One such protein is the Vesicular Monoamine Transporter 2, or VMAT2. VMAT2 actively moves monoamine neurotransmitters, including dopamine, norepinephrine, serotonin, and histamine, from the neuron’s cytoplasm into vesicles. This transport is powered by an exchange mechanism, where two protons are moved out of the vesicle for each neurotransmitter molecule transported in.
VMAT2 regulates the amount of neurotransmitter available for release. By packaging neurotransmitters into vesicles, VMAT2 ensures that a controlled amount is ready to be released when the neuron sends a signal. This control of neurotransmitter storage and release is important for normal brain function and communication.
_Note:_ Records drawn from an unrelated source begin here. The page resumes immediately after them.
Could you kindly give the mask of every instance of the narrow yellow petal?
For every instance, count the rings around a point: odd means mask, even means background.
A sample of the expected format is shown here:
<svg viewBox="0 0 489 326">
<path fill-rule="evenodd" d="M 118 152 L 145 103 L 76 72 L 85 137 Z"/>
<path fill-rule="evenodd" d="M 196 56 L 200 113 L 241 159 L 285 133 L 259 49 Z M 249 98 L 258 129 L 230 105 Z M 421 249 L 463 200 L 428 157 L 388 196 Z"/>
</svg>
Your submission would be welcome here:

Valbenazine’s Specific Action on VMAT2
Valbenazine exerts its therapeutic effects by specifically interacting with and inhibiting the VMAT2 protein. This inhibition is reversible, meaning that valbenazine does not permanently disable VMAT2 but rather temporarily reduces its activity. Valbenazine is a selective VMAT2 inhibitor, with minimal binding to other receptors like those for dopamine, serotonin, or adrenaline.
When valbenazine inhibits VMAT2, it prevents the efficient packaging of dopamine into synaptic vesicles. As a direct consequence, less dopamine is stored within these vesicles. This reduction in packaged dopamine means that when a neuron is activated, fewer dopamine molecules are released into the synaptic cleft.
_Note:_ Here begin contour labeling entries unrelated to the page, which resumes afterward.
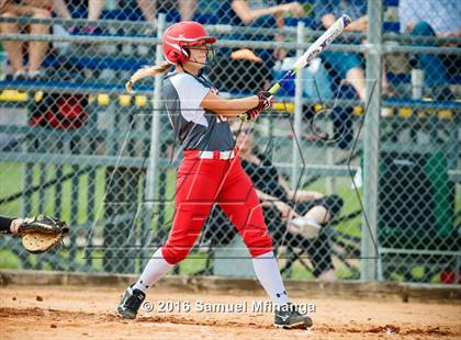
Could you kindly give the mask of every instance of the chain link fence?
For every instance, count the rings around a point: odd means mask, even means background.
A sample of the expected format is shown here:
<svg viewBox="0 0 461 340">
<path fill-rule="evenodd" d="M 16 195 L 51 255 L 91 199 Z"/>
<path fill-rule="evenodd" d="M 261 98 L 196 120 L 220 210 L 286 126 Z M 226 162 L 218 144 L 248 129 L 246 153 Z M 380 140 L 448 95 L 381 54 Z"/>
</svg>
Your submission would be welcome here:
<svg viewBox="0 0 461 340">
<path fill-rule="evenodd" d="M 0 4 L 0 214 L 71 226 L 64 248 L 41 256 L 2 237 L 2 267 L 134 273 L 166 240 L 182 152 L 161 80 L 134 95 L 124 82 L 160 61 L 168 24 L 205 24 L 218 37 L 206 76 L 241 97 L 268 88 L 347 13 L 349 32 L 269 112 L 232 124 L 244 169 L 273 199 L 261 204 L 279 264 L 302 280 L 461 282 L 459 1 Z M 293 228 L 290 207 L 319 234 Z M 218 206 L 175 273 L 251 275 Z"/>
</svg>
By reducing the amount of dopamine released, valbenazine effectively decreases the dopamine signaling in the brain. This targeted action on VMAT2 helps to normalize the levels of dopamine available to postsynaptic receptors, particularly the D2 receptors, which can become hypersensitive in conditions like tardive dyskinesia.
From Mechanism to Therapeutic Effect
The reduced dopamine release resulting from valbenazine’s action on VMAT2 directly contributes to its therapeutic effects in movement disorders. In conditions like tardive dyskinesia, where there is thought to be an overactivity or hypersensitivity of dopamine D2 receptors, the decreased availability of dopamine in the synapse helps to dampen this exaggerated response. This normalization of dopamine signaling reduces the excessive stimulation of dopamine receptors, which underlies the involuntary movements.
By modulating dopamine release, valbenazine helps to restore a more balanced neurotransmission in brain regions responsible for motor control. This leads to an alleviation of symptoms such as the uncontrolled movements seen in tardive dyskinesia and chorea associated with Huntington’s disease. The drug’s selective inhibition of VMAT2 improves motor control and reduces the severity of these disruptive movements.